Re: [PATCH 6/6] RPC: adjust timeout for connect, bind, restablish so that they sensitive to the major time out value

[Date Prev][Date Next][Thread Prev][Thread Next][Date Index][Thread Index]

 



On 02/05/2010 11:05 PM, Batsakis, Alexandros wrote:

My replies marked with the "AB" prefix

-----Original Message-----
From: Chuck Lever [mailto:chuck.lever@xxxxxxxxxx]
Sent: Fri 2/5/2010 4:11 PM
To: Batsakis, Alexandros
Cc: Batsakis, Alexandros; linux-nfs@xxxxxxxxxxxxxxx; Myklebust, Trond
Subject: Re: [PATCH 6/6] RPC: adjust timeout for connect, bind,
restablish so that they sensitive to the major time out value

On 02/05/2010 06:04 PM, Batsakis, Alexandros wrote:
 >
 >
 > On Feb 5, 2010, at 14:47, "Chuck Lever" <chuck.lever@xxxxxxxxxx> wrote:
 >
 >> On 02/05/2010 05:14 PM, Batsakis, Alexandros wrote:
 >>> Yeah sure,
 >>>
 >>> So imagine that for a specific connection the remaining major timeo
 >>> value is 30secs. Xs_connect has a default timeout before attempting to
 >>> reconnect of 60secs. The user (NFS) expects to "hear back" from the rpc
 >>> layer within the timeout as in often cases e.g. lease renewal, it's of
 >>> no benefit for an operation to reach the server at a later time and
miss
 >>> the critical time because it was sleeping for an arbitrary amount of
 >>> time.

Maybe you want RPC_TASK_SOFTCONN for NFSv4 renewals instead of
RPC_TASK_SOFT. This would cause the RENEW request to fail immediately
if the transport can't connect.

AB: is this a new flag ? I am not familiar with it. Or are you proposing
to add such a flag?
It's not an unreasonable thing to do

The flag was added recently (maybe in 2.6.33-rc?). It causes an individual RPC request to fail immediately if the underlying transport cannot be connected. It bypasses the reconnect timeout if the transport is not already connected.

Can you describe the scenario more precisely? If I wanted to reproduce
this here, how would I do it?

AB: mount a 4.1 server (or v4 with state, e.g. an open/lock etc.)
Then kill the server. With a lease time of 90 seconds the client
attempts to reconnect will come
roughly at 60-80secs and 120-140 secs. So the lease period of 90 secs is
lost.

That doesn't sound right to me. xs_connect is supposed to retry after 3 seconds and then back off exponentially until it is retrying once every 5 minutes. How do you determine when the client is retrying the connect: by watching for SYN packets or by enabling dprintk messages in xprtsock?

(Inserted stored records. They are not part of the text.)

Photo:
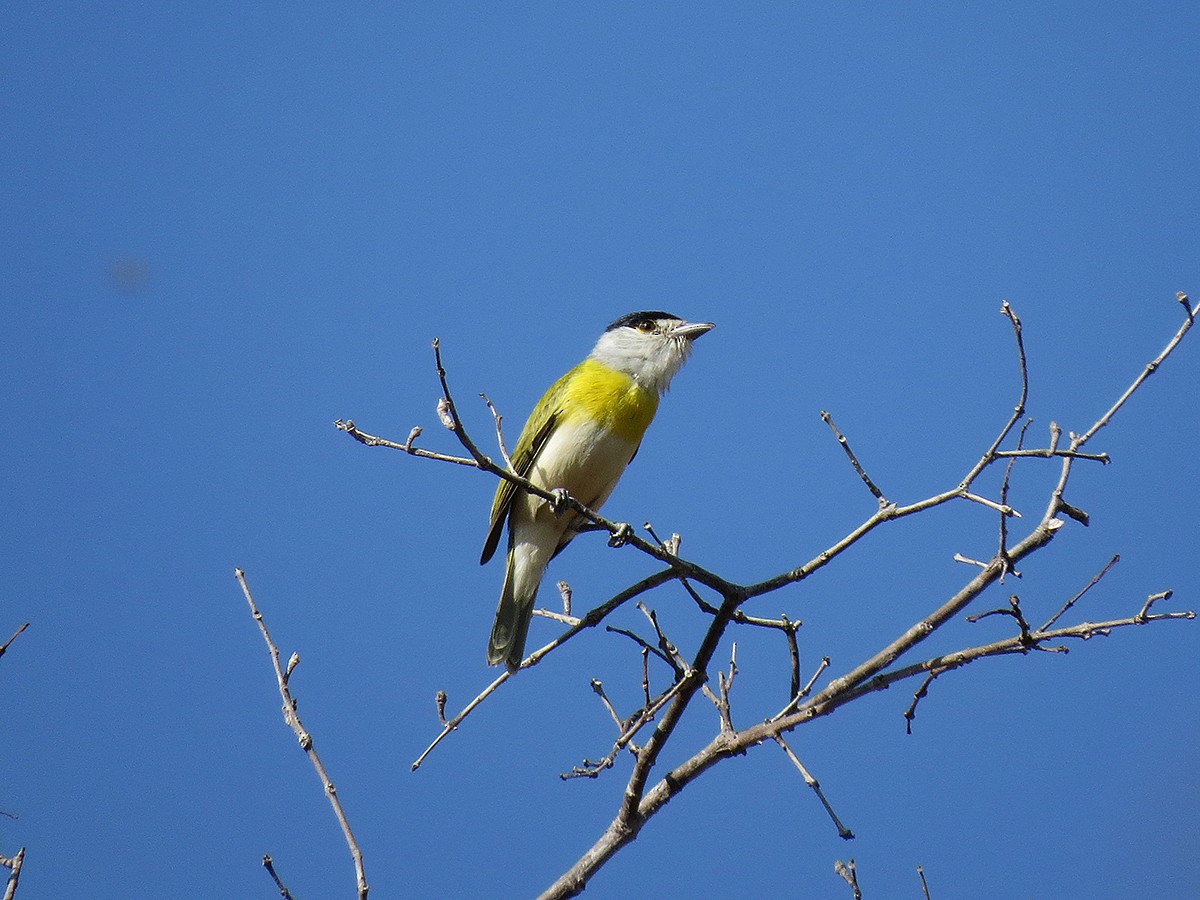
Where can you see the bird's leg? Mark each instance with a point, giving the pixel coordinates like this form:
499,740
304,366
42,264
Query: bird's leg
558,505
618,538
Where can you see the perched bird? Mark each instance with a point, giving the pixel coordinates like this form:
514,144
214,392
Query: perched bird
580,438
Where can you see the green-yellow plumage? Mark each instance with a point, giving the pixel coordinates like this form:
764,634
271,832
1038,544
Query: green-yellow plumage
580,437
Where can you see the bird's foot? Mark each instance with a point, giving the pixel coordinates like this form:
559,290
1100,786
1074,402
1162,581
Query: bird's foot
621,537
559,503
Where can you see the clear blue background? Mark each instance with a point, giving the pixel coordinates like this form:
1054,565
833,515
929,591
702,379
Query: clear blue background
226,226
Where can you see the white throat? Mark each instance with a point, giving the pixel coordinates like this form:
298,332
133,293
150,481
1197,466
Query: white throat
649,359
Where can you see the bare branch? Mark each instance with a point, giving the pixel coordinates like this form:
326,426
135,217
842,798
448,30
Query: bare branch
293,720
1151,367
13,867
593,618
846,870
853,460
1089,586
4,647
499,433
269,864
843,832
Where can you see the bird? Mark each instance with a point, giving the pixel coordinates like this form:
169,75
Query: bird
580,437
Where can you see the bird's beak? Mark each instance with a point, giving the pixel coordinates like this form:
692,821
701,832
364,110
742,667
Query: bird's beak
691,330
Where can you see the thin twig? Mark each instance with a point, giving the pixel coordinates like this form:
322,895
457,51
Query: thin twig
499,432
853,460
4,647
13,867
269,864
843,832
1089,586
293,719
846,870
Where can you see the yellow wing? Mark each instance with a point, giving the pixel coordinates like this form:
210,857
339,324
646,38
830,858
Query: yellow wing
533,437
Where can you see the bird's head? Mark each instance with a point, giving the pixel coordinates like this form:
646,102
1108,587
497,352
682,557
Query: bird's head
648,346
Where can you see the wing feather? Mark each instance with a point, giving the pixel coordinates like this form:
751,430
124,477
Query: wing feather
533,438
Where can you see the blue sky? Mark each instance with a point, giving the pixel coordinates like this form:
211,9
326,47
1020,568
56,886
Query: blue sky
226,227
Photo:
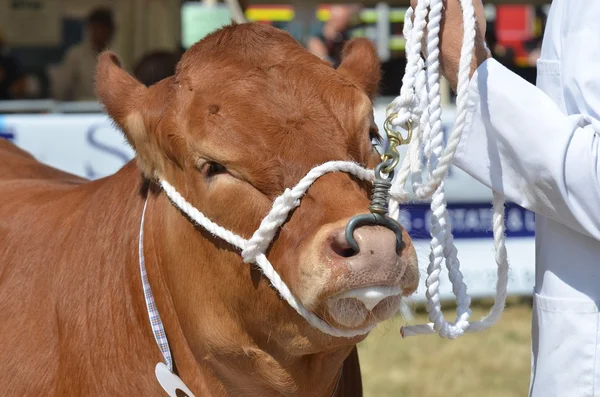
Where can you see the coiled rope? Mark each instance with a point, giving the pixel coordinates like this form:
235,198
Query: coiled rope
418,107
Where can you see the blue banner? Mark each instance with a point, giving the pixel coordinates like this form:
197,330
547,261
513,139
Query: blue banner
5,133
468,220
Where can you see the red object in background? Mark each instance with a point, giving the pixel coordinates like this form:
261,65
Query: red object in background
514,25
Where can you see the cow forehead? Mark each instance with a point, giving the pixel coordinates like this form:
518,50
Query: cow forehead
280,113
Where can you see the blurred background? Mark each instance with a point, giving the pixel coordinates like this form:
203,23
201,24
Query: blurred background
47,106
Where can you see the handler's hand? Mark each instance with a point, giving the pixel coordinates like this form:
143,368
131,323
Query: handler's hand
451,39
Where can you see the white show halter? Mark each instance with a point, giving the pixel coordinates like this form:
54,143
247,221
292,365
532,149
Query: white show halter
253,250
419,107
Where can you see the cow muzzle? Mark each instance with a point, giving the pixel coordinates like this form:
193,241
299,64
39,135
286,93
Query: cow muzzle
366,285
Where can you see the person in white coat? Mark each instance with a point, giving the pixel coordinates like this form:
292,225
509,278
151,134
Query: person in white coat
540,147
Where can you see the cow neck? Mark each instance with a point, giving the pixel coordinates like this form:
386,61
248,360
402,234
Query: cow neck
168,338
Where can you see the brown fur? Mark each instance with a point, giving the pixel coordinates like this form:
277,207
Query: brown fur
74,320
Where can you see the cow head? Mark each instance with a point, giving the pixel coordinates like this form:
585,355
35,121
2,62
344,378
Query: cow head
248,113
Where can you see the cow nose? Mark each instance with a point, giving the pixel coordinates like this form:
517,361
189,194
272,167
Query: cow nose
370,278
376,263
374,243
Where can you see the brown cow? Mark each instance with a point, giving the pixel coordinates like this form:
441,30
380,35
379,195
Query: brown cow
247,114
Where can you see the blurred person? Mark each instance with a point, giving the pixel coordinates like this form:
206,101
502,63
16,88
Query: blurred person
329,43
12,78
539,145
156,66
74,79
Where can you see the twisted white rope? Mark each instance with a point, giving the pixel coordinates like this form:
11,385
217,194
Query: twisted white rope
425,119
253,249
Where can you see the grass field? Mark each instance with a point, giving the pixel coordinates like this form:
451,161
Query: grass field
494,363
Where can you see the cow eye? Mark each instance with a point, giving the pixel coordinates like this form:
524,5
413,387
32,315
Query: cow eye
212,168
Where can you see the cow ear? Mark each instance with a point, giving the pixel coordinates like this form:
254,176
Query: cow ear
360,64
128,102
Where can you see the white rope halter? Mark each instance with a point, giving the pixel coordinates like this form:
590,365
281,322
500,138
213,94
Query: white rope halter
419,106
253,249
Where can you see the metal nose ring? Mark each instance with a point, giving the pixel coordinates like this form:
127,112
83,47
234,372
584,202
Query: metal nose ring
378,208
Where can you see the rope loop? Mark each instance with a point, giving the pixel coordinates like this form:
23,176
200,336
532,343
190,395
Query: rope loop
419,103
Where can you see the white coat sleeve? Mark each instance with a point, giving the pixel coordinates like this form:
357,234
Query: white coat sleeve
519,142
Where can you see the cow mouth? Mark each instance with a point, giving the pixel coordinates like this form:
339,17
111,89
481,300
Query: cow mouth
366,306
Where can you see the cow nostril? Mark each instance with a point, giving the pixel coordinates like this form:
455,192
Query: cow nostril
340,246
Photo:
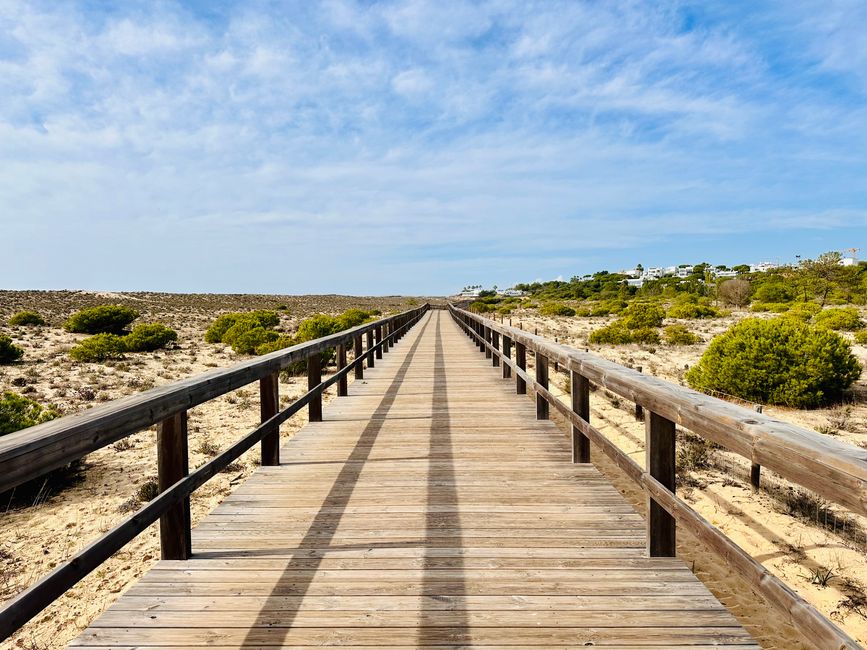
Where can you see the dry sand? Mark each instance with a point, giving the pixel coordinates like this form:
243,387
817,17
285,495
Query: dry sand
35,539
791,545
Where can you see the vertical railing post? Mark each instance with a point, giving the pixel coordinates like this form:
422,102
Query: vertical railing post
359,366
314,378
507,354
660,452
521,362
342,383
755,468
173,462
580,388
639,409
377,337
269,404
542,380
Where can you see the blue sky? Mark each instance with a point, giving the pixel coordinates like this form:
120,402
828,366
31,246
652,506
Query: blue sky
414,147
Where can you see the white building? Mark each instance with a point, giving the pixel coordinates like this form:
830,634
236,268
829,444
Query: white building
764,267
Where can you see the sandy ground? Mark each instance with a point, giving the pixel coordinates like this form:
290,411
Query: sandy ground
794,543
35,539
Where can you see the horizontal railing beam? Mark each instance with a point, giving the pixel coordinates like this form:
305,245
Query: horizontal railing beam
833,469
32,452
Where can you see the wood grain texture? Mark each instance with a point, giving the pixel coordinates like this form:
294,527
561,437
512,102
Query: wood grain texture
831,468
428,509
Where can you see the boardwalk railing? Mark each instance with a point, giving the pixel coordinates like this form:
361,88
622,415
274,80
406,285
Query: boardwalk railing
31,453
834,470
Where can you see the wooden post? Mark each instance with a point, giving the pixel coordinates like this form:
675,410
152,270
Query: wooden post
581,405
173,462
342,383
755,468
359,367
269,404
377,337
639,409
521,362
314,378
542,379
370,355
660,457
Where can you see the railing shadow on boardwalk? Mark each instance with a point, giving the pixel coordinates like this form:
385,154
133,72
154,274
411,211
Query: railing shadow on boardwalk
324,525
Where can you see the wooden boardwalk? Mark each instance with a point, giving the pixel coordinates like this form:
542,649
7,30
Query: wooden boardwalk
430,508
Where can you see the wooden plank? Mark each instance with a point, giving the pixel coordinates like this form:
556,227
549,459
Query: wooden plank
429,508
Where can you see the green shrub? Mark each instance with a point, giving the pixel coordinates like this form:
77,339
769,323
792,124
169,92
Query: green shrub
643,314
18,412
692,310
775,307
481,307
774,292
803,310
261,318
248,341
679,335
843,318
645,335
777,361
26,318
282,341
9,352
147,338
556,309
100,347
105,319
350,318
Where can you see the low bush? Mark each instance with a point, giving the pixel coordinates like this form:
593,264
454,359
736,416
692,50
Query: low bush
26,318
777,361
692,310
223,323
679,335
481,307
773,292
99,347
803,310
842,318
643,314
249,340
775,307
9,352
556,309
105,319
18,412
147,338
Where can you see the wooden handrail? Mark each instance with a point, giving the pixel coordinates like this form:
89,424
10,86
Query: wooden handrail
27,604
32,452
659,488
835,470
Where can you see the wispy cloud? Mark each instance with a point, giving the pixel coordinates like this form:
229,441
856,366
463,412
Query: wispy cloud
454,141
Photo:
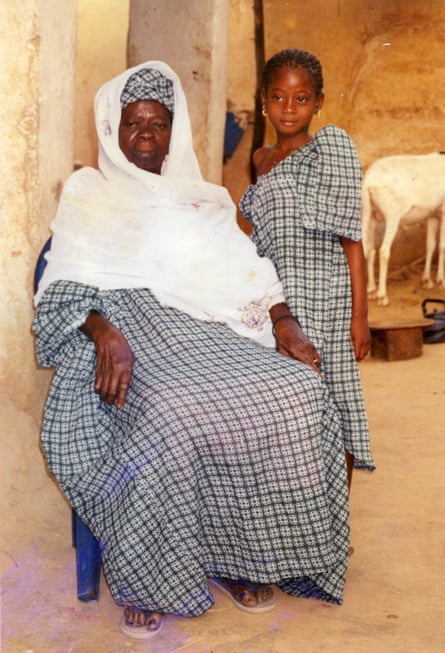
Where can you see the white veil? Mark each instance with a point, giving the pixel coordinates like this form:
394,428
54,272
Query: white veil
123,227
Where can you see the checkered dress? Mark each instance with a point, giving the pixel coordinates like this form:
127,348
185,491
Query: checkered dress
299,211
226,459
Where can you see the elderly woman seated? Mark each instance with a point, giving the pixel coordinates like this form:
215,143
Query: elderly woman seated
198,454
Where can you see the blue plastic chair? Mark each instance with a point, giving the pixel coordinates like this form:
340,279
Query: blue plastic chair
88,552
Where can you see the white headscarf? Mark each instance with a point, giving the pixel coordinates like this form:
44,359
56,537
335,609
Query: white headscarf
124,227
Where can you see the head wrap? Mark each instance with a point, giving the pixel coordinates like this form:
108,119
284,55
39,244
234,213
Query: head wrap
113,227
148,84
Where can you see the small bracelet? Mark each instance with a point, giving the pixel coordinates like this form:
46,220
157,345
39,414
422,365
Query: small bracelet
282,317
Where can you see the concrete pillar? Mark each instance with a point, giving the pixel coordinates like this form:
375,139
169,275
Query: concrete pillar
192,37
37,57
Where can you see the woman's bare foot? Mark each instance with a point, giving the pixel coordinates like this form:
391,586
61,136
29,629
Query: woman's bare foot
140,624
255,598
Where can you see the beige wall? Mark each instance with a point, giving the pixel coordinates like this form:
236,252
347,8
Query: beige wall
36,85
101,54
192,37
384,71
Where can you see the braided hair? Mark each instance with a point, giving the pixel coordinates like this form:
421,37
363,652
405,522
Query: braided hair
292,58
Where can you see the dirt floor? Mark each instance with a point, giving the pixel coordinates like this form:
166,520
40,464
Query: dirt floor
395,585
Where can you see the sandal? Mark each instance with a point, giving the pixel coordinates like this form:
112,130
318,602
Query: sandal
237,591
142,628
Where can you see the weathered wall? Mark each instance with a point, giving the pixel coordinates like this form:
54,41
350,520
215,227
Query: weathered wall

 >> There are good reasons why there is a timeout before reestablishing a
 >> connection. Have you tested this patch with NFSv3 servers that are
 >> going up and down repeatedly, for example? I think skipping the
 >> reconnect delay could have consequences for the cases which the
 >> original xs_connect logic is supposed to address, and it's not
 >> something we want in many other cases.
 >>
 >
 > I am not skipping the reconnect delay. What i am saying is that it seems
 > wrong to me to hard-code the reconnection delay. Why 60secs for example
 > ? To me it seems that this value should be related to the timeout. Do
 > you disagree ?

Hrm. It looks like the TCP re-establish timeout starts at 3 seconds,
and then backs off to 5 minutes. So, it's not fixed, it's related to
how quickly the server responds to the client's connect() attempt.

AB: Agreed. All I am saying is let's cap this value.

It's capped today at 5 minutes. See XS_TCP_MAX_REEST_TO. Perhaps it could be lowered to 60 seconds.

But I don't yet see a need to link the reconnect timeout to the retransmit timeout. In nearly every case, a major timeout should occur if the client can't reconnect, and there's no harm done if that's delayed longer than is optimal.

RENEW is really quite the exception here. This procedure is the only one I can think of where the request has to start _and_ finish within a particular time limit.

I don't know as much about NFSv4 and especially RENEW as I should, but it seems to me there are a number of reasons why RENEW should perhaps be given its own transport.

1. If a RENEW is sent every 90 seconds, that means there's no possibility for the underlying transports to idle out.

2. We only need one RENEW per client-server pair, I think. Isn't it tied to the client ID?

3. Because of its timing requirements, we can't depend on a RENEW getting through a heavily loaded rpc_clnt at a given time.

4.  It seems to want different retransmit behavior than any other procedure.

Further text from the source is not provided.